Biz içinde yaşayanların Konya’yı keşfi de böyle oldu diye bilirim. En azından kendi adıma güncel meselelere çözüm ararken sorunların köklerinin 11 ve 12 Yy. lara kadar indiğini ve o döneme gidince de bütün ilim ve fikir zirvelerinin Konya’da toplandığını öğrenmiş oldum. Ama o kadar da değil, Frigler, Hititler, Helen ve Roma uygarlıkları için de Konya ve civarı çok önemli bir merkez. Ve Sen Pol, Azize Tekla gibi ilk dönem Hristiyanlık mücadelesine sahne olmuş yerler. İstemediğiniz kadar tarihi eser, mekân, hikâye var. İstemediğiniz diyorum çünkü yabana atışımıza bakılırsa isteyen yok. Bu yüzden ben de bu sefer tarihi değerden bize verdikleri mesajdan falan söz etmeyeceğim. Değil mi ki bir düşünür: “Tarihten öğrendiğimiz, insanların tarihtenbir şey öğrenmediğidir…” demiş. Bunu öğrenmek için de tarih bilmeye değer bana göre de şimdilik öyle olsun diyelim. Ve madem ekonomik sıkıntımız ve madem bugün dünya turizm günü biraz da paradan söz edelim. Belki konuya yüreğimiz daha fazla ısınır.
Hafta sonu Türkiye Yazarlar Birliği Konya Şubesinin, “Yazılacak çok şeyimiz var” konulu Akşehir, Yalvaç, Beyşehir gezisindeydik. Her bir durak ayrı bir yazı konusu olacak güzergâhta Yalvaç’ta bir uluslararası hazine sakladığımızı ben ilk kez keşfettim. Müzesi bir yana Pisidia Antiocheia’sı yazarsanız arama motorlarına çok şey bulursunuz. Dediğim gibi ben gördüğüm şeyleri ve düşündürdüklerini bu kez anlatmayacağım. Önce bilincimizi sonra birbirimizi uyandıralım. Anadolu her bakımdan büyük bir hazinenin üstünde yeter ki biz farkında olalım.

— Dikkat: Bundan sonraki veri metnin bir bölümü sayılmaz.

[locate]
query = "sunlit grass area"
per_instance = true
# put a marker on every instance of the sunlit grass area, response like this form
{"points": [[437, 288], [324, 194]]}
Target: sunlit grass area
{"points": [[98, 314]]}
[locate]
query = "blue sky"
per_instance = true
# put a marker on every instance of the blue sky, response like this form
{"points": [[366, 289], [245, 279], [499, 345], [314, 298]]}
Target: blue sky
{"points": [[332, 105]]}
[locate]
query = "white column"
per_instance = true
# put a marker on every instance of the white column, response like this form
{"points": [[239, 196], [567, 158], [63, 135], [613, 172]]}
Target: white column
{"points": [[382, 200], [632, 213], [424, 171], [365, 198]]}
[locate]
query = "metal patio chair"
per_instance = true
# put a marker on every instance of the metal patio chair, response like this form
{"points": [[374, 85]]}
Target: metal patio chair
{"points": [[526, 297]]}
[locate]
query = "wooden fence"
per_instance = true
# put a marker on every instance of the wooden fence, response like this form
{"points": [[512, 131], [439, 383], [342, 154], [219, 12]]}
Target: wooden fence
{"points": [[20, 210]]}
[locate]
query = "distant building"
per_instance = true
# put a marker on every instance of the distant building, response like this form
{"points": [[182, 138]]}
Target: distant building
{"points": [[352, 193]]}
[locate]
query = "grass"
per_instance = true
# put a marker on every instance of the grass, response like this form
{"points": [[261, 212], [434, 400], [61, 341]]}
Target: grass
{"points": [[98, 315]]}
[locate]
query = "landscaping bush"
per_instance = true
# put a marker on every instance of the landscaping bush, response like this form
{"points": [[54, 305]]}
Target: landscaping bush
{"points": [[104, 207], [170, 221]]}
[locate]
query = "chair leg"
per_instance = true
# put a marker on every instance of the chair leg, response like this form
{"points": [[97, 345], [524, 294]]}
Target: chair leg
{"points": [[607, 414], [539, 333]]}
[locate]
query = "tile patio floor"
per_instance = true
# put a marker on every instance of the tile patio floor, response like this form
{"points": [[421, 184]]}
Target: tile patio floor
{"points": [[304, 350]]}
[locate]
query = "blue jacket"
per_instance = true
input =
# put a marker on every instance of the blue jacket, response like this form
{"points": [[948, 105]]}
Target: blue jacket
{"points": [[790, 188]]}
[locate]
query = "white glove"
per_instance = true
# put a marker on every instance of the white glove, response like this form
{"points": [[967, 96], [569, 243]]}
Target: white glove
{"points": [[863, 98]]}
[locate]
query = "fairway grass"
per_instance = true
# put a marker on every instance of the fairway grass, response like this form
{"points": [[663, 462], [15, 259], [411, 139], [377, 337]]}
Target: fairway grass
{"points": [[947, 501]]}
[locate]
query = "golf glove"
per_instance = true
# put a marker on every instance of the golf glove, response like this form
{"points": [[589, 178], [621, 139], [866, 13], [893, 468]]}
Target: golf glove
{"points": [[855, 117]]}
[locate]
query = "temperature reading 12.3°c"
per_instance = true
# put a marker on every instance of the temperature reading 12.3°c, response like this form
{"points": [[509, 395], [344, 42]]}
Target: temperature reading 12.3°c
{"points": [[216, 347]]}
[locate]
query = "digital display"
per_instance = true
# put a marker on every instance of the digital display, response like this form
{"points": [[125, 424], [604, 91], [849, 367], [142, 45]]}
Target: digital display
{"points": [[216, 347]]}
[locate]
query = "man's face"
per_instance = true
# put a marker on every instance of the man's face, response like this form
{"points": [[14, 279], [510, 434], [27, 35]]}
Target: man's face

Gezi için TYB Konya Şube Başkanı Prof. Dr. Hayri Erten hocama ve Konya Büyükşehir Belediyesi, Yalvaç Belediyesi, NEÜ Sosyal ve Beşerî Bilimler Fakültesi Sanat Tarihi bölümü Dr. Öğretim Üyesi İlker Mete Mimiroğlu’na teşekkür ederim.
Ama bu faaliyetlerin halka yönelik bir tarafını da ortaklaşa bulmak zorundayız. Şoförlerden, esnafa kadar turizm ile ilgili konularda yeni çalışmalar yapılması gerektiğini ilgili herkesin dikkatlerine sunuyorum.